Data on attempting pregnancy and fertility outcomes were obtained from serial surveys. Multivariable logistic regression with stepwise model selection was used to identify factors associated with pregnancy and live birth.

Key Results

The study results showed that among 1,213 eligible participants, 197 reported any attempt at pregnancy (16%) over a median follow-up of 11 years (range, 3–17 years). Among women who attempted pregnancy, median age at diagnosis was 32 (range, 17–40 years). A total of 74% were non-Hispanic White; 41% had stage I breast cancer, 35% had stage II disease, 10% had stage III disease, and 14% had stage 0 disease. Among the participants, 76% had hormone receptor–positive disease; 68% received chemotherapy; 57% received endocrine therapy within 1 year after diagnosis; 13% were BRCA1/2 pathogenic variant carriers; 51% reported financial comfort at baseline; 51% were nulligravida (never pregnant); and 72% were nulliparous (no live births) at diagnosis. A total of 28% had undergone fertility preservation consisting of egg/embryo freezing at diagnosis, and 15% reported a history of infertility before breast cancer diagnosis.
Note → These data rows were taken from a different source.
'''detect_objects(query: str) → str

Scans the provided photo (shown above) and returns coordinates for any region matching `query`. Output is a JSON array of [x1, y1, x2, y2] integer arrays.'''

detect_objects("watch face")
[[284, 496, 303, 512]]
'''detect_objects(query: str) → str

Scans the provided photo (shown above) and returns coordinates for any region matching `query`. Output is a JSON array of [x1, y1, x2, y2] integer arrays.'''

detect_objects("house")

Most participants (73%) reported at least one pregnancy after diagnosis, and 65% reported at least one live birth. Median time from diagnosis to first pregnancy was 48 months (range, 6–125 months).
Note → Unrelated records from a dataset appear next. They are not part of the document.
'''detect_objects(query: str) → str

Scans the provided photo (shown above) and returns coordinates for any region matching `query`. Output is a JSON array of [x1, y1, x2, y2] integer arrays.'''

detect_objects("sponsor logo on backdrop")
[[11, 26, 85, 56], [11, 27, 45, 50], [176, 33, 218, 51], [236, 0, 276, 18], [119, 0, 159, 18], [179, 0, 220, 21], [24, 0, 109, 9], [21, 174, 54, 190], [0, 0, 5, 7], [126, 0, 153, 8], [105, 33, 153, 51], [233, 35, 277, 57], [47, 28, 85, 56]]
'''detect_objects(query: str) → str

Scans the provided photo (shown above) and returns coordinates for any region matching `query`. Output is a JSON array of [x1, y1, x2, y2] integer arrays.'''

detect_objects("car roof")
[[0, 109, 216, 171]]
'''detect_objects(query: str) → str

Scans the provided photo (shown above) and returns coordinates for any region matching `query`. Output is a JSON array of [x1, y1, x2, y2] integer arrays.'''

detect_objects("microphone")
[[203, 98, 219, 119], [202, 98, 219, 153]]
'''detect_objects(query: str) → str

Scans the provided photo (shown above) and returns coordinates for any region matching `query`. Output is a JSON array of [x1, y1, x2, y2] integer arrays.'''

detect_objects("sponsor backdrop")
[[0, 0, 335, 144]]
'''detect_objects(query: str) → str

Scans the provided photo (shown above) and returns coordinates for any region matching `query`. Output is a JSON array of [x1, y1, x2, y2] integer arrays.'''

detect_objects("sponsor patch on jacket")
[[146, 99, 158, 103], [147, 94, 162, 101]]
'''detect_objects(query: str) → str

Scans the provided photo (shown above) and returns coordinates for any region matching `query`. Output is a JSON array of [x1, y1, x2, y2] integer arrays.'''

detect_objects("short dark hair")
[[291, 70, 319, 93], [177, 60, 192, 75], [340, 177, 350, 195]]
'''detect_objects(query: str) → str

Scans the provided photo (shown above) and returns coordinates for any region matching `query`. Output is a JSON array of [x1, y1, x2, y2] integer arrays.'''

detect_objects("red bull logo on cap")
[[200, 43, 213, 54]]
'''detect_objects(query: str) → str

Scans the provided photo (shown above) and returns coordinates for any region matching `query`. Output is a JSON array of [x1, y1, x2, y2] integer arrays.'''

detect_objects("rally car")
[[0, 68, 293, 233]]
In the multivariable model, older age at diagnosis (odds ratio [OR] = 0.82 per year increase, 95% confidence interval [CI] = 0.74–0.90, P < .0001) was negatively associated with pregnancy. In contrast, financial comfort at baseline (OR = 2.04, 95% CI = 1.01–4.12, P = .047) was predictive of pregnancy.

For live births, greater age at diagnosis (OR = 0.82 per year increase; 95% CI = 0.76–0.90; P < .0001) was negatively associated, whereas having undergone fertility preservation at diagnosis (OR = 2.78, 95% CI = 1.29–6.00, P = .009) was predictive. History of infertility, nulliparity at diagnosis, tumor characteristics, cancer treatment, race, ethnicity, and BRCA1/2 pathogenic variant status were not associated with either outcome.

Conclusions

This prospective study with more than 10 years of follow-up found that the majority of young breast cancer survivors achieved a pregnancy and most reported a live birth.

The study authors concluded: “This study was designed to address gaps in the literature by reporting on pregnancy and live birth rates among a prospective group of breast cancer patients and survivors who indicated attempting to conceive following their diagnosis of breast cancer. Moreover, the patient population reported on in this study has a median follow-up of over 10 years and includes those with a history of any prior subtype of breast cancer.” 

DISCLOSURE: Funding for this study was provided by Susan G. Komen and the Breast Cancer Research Foundation. Dr. Sorouri reported no conflicts of interest.

REFERENCE

1. Sorouri K, Zheng Y, Niman SM, et al: Fertility among young breast cancer survivors attempting pregnancy: A prospective, multicentre cohort study. 2024 ASCO Annual Meeting. Abstract 1518. Presented May 23 at premeeting press briefing.